Communique that Hit Bulls-eye



There have been multiple calls for political inclusiveness, but more often than not they have remained just that. But the recent communique by the Oromia People’s Democratic Organisation (OPDO) seemed to have some sincerity to it for it found acceptance even with opposition members based overseas. It called for dialogue that would stretch across the political sphere.


After a series of meetings between the leadership within the Oromia People’s Democratic Organisation (OPDO), it was decided to make several requests to members of the Ethiopian communities. It included those who live outside the country to come and work together, the target being “saving Ethiopia”.

The request was at first taken as a normal elevation of gimmicks designed to fool protesters. But the assessment meeting was not a framed drama or gimmick. No, it happened to be an unexpected call that targets serious demands.
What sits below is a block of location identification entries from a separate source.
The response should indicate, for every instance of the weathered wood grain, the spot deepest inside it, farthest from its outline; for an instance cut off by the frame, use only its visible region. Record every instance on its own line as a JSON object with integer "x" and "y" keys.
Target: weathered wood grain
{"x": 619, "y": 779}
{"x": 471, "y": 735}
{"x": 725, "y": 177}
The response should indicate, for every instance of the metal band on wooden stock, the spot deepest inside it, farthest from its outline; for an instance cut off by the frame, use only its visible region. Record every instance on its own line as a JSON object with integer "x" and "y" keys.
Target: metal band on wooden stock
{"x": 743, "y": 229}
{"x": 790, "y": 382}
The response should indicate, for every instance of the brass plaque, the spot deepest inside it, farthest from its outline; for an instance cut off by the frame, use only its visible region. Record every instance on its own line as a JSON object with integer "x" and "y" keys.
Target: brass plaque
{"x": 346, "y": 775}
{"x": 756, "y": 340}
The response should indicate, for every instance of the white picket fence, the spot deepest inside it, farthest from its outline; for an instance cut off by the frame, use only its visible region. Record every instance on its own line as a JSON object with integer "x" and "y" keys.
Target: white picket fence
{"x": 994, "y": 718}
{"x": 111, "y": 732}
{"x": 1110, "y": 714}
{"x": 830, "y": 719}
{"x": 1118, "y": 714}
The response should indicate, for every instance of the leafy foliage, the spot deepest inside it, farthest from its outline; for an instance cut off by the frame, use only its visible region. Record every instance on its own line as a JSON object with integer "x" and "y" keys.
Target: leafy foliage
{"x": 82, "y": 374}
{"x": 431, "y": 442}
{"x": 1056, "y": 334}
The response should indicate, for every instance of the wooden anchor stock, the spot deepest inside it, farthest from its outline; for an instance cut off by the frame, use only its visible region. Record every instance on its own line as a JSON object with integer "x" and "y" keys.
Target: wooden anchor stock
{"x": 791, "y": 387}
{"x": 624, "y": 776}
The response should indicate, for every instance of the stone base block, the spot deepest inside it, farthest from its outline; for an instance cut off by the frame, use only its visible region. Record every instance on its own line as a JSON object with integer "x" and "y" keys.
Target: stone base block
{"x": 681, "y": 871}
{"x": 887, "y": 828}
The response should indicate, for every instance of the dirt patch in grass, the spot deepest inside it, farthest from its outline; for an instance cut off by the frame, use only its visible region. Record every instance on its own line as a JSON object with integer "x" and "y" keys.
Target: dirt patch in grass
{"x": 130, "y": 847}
The unexpected call made by the leaders of the regional states was not akin to the one made by the Ethiopian People’s Revolutionary Democratic Front (EPRDF), who have not been great at keeping their promises. It was a well-intentioned call which also invited all those members of the community.

What made it unique was that it addressed a larger audience, and showed a will to reform for the better. It was made in a very distinct presentation, in an orderly manner to include all people from all walks of life. The Communique was well articulated and respectfully communicated in a way that seemed like it was too good to be true.

The interesting part of it all was the resolution to work for national peace and unity. A similar declaration that has been reiterated by the ruling coalition, there is more sincerity in the effort by OPDO in that the leaders have already started mapping the right path to reform. That path is dialogue, even with those that have become too alienated and have chosen to close down roads.

The Communique is the sort of achievement that shows maturity within the leaders, despite the length of time they have been in office. They seem to have understood that without a vibrant opposition party, there can be little in the way of democracy. The Communique had understood that a means of creating the needed transparency and accountability in the equitable distribution of wealth is, as Prime Minister Hailemariam Desalegn put it, widening the political space.

It is a pity that such offers are made in the face of the actual reality, after lives have been lost and properties have been destroyed. It has been at least a couple of years now since embassies have been issuing travel warnings on-and-off and investor confidence has been coming down. Imagine the amount of loss that has been incurred within these years.

But, of course, it is better late than never. Ethiopia is not the first country where public discontent has brought about political unrest. And with the Arab spring not that far long ago, we are well versed in the sort of disaster that can arise if things are left unattended, or if leaders show no will to change their ways.

The Communique received a warm reception by the opposition, even those based overseas. But just last week, towns in the Oromia Regional State undertook a three day long sit-in. The current state of affairs in Ethiopia could be the opposite of the calm before the storm, where influential opposition leaders that were released recently could work hand in hand with the government to make things better. The opposition members that were released included the likes of Bekele Gerba and Merara Gudina (PhD).

As the Communique’s message was meant for all Ethiopians, and those of Ethiopian origin, all must heed the call. It is a good indication that most opposition leaders have reacted positively to it, for it was a serious call made by leaders including Lemma Megersa. What remains now is to see how much of the call ruling coalition will take seriously and implement.

It is a notable fact that if there is one thing the past couple of years have taught us, it is that hollow promises will lead to further discontent. Economic growth by itself cannot bring the sort of peace the Oromia region needs. The government needs to understand why people migrate, and why people choose to go out on the streets. The ruling coalition needs to walk the talk on political inclusiveness, and widen the political space.